Querying Multiple Locations
In case you have to query multiple locations, simply pass the list of locations using the associated_towns
parameter. You need not make separate HTTP requests for each location. The JSON body in this case will look like this:
{
"associated_towns": [
{"name": "California"},
{"name": "Texas"}
],
"q": "layoff",
"from_": "30 days ago"
}
The above query will return a list of articles mentioning 'layoff', having an associated location, ‘California’ OR ‘Texas’, from 30 days ago. Searching multiple towns works with the OR operator.
Clustering Articles
With local news, an event is often covered by multiple media outlets. NewsCatcher clusters together similar articles, and provides an option to retrieve article lists as clusters. Let's see how you can use this option:
{
"associated_town": [{"name": "New York"}],
"from_": "2 days ago",
"clustering": true
}
In the above query, the clustering
parameter is set to true
. Let's see what this returns:
{
"status": "ok",
"total_hits": 10,
"page": 1,
"total_pages": 1,
"page_size": 100,
"clusters_count": 9,
"agg_clusters": [],
"clusters": {
"cluster_id_1": {
"articles": [...articles in this cluster...],
"agg_cluster": false,
"original_cluster_size": 2,
"cluster_size": 1
},
"cluster_id_2": {....}
...more clusters...
},
...more data...
From the result, you can see that there are 100 hits, grouped into 9 clusters. The lists of articles are organized inside the clusters. Each article would have data fields similar to those shown in earlier outputs.
Filtering by Sources
With both search
and latest_headlines
endpoints, you can filter the articles by sources. First, to see a list of available sources, use the sources
endpoint:
r = requests.post(
f'{NC_ENDPOINT}/api/sources',
headers={'x-api-token': NC_API_KEY},
json={'lang': 'en'},
)
print(json.dumps(r.json(), indent=2))
The above code returns a list of sources matching the filter lang: en
in the following format:
{
"message": "Maximum sources displayed according to your plan is set to 2000",
"sources": [
"yahoo.com",
"wn.com",
"headtopics.com",
...more sources...
],
"user_input": "the filters passed as input"
}
In the output, there is a list of sources and a message about the maximum number of sources that can be retrieved using this endpoint.
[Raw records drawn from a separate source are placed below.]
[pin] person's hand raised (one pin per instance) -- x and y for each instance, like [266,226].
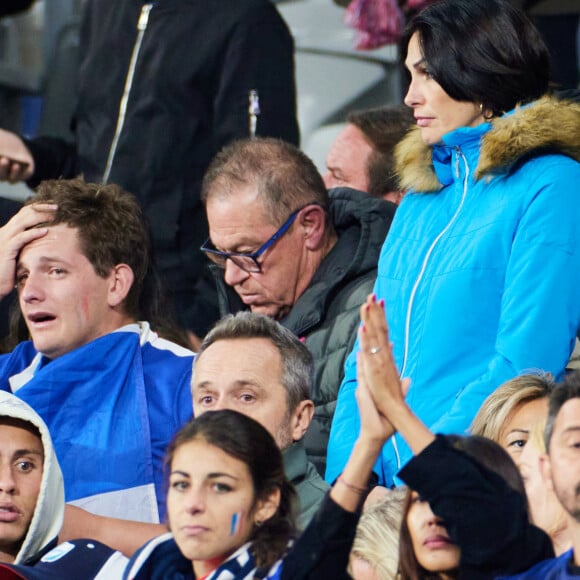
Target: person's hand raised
[376,364]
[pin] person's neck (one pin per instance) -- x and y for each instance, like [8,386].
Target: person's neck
[561,539]
[574,528]
[311,265]
[202,568]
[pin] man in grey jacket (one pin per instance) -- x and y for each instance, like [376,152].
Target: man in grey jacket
[251,364]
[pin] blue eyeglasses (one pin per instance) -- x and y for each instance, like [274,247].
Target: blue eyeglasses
[247,261]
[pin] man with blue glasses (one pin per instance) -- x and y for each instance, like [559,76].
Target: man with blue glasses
[295,252]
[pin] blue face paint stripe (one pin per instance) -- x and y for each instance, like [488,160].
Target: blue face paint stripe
[234,525]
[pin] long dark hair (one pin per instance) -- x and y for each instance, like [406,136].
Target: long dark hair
[487,453]
[482,51]
[247,441]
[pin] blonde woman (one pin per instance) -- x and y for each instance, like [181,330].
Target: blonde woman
[375,551]
[508,414]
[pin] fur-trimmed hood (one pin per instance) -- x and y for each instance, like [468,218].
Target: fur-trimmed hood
[547,125]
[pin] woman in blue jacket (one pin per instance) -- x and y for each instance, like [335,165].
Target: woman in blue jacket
[480,271]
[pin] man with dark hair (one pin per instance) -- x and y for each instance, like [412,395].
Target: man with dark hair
[32,506]
[162,86]
[110,390]
[362,155]
[251,364]
[295,253]
[561,466]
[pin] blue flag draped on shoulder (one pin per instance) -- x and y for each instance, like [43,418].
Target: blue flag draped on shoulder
[94,402]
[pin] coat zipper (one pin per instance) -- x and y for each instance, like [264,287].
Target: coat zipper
[141,27]
[424,267]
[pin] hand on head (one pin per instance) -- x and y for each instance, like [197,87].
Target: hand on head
[16,162]
[376,365]
[19,231]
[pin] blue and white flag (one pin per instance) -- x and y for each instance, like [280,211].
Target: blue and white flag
[94,402]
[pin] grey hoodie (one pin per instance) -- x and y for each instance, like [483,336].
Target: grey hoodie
[49,511]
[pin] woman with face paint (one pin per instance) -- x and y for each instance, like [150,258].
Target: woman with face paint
[231,508]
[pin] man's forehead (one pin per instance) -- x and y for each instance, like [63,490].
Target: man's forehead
[59,240]
[11,426]
[238,360]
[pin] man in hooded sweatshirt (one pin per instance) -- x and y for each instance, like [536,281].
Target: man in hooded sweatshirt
[32,505]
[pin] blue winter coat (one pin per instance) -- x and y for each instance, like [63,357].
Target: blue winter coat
[480,271]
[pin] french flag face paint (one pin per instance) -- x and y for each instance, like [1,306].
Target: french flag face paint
[237,523]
You can also see the input parameters that were sent in the request. In addition to the lang
filter, you can use the countries
and theme
filters to get sources by country and article theme respectively. These sources can be used as filters in the queries sent to the search
or latest_headlines
endpoints:
{
"associated_towns": [{"name": "New York"}],
"sources": "yahoo.com",
"not_sources": "iheart.com",
"clustering": true
}
The above query specifies a source 'yahoo.com' using the sources
parameter. The parameter can also take an array, allowing you to specify multiple sources. You can also specify sources to be excluded using the not_sources
parameter. This too can accept a list instead of a string.
Local News API Demo
Conclusion
In this blog, we looked at the freshly launched NewsCatcher Local News API and how to use it. This greatly reduces the effort needed to get localized news for building consumer apps or ingesting into data analysis pipelines. You need not take up the hassle of building and maintaining complex scrapers to gather local news data. NewsCatcher also extracts location names from article text and verifies this using AI, sparing you from using NLP or other text analysis techniques.
We discussed some of the highlight features of this API in this blog. This only scratches the surface of what the API is capable of. Detailed specifications of the API, including comprehensive lists of the filters that can be used, are available in the documentation.